As we discussed in our last post, commissioning a property survey is a vital step in the purchase of a new house. Without one, you’re risking your savings on a building that you know very little about, and could discover unpleasant, expensive surprises as soon as you take ownership. If you’re about to buy a house, then we’re glad you’ve made it here – you know that the question isn’t whether to get a survey at all; it’s “which survey is right for me?”

You may already know that the Royal Institute of Chartered Surveyors (RICS) offer four main types of survey; a valuation survey, a condition report, a HomeBuyers Report and a full building survey. Each survey offers a different depth of investigation, and the best survey will depend on the property you’re buying.

Property Valuation

As the name might suggest, a property valuation is geared towards informing you about the current market value of a property, and will not go into any detail about its construction or condition. These are ideal if you are buying an unusual building, or are uncertain about the asking price, but aren’t concerned about the structural condition at this stage.

Valuations are most commonly carried out on behalf of mortgage lenders, to determine whether the property’s value is sufficient to cover their loan should it become repossessed. However, we routinely undertake private valuation surveys for various purposes, including insurance, probate and matrimonial documentation.

Condition Report

RICS refers to Condition Reports as a “level 1” survey. They are designed for new homes (typically no older than 3 years) that have been constructed with conventional materials and techniques. Condition Reports are basic, and are best for a building that is assumed to be in perfect condition. Any urgent defects or obviously unexpected features will be noted, and the report will contain important details for solicitors.

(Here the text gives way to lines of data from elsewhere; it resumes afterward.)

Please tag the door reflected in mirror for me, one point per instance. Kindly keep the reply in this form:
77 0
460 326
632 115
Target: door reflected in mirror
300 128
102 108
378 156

A Condition Report is an inexpensive option for getting a professional surveyor to inspect the property prior to purchase, however be aware that while it is ideal for buyers wanting peace of mind that the building is sound, as it’s possible for issues to be missed due to the simplicity of the inspection.

HomeBuyer Report

The RICS HomeBuyer Report is a level 2 survey, and is sufficient for most properties built in the last 50 – 100 years or so, providing they have been built in a conventional fashion, with routine materials. This kind of report will take note of any surface-level defects in and around the property and use a traffic light system to indicate the urgency or severity of each problem. Much more detailed than a Condition Report, you can expect to understand structural concerns like damp and subsidence, as well as areas that need repair or updating to meet building regulations.

A HomeBuyer report is a good choice when you have some concerns about the condition of the building and would like to prepare yourself for the potential costs of remedial work or renovations.

Building Survey

A Building Survey is the most comprehensive survey you can arrange for a property, and will provide a thorough analysis of the building’s structure and condition. Not only will the surveyor examine all accessible areas, but the report will include professional advice for dealing with any defects that are uncovered.

The RICS Building Survey is the most expensive kind of survey, but if you are buying an older property, or are planning significant renovations once you take ownership, a thorough investigation of the property is essential for determining issues that may cost thousands later down the line.

At Daily Move, it’s important to us that you are fully informed before commissioning a survey, and we will always guide you towards the format we believe is the most valuable for the kind of building you’re buying.

Remember, a survey can’t tell you whether or not you should buy a property. If your report comes back with a plethora of faults and urgent repairs, it’s up to you if you continue with the sale (although it might be wise to re-negotiate the price). Equally, even a few minor faults may be enough to make you choose to walk away from the sale – the important thing is that a survey will give you the power to make an informed decision.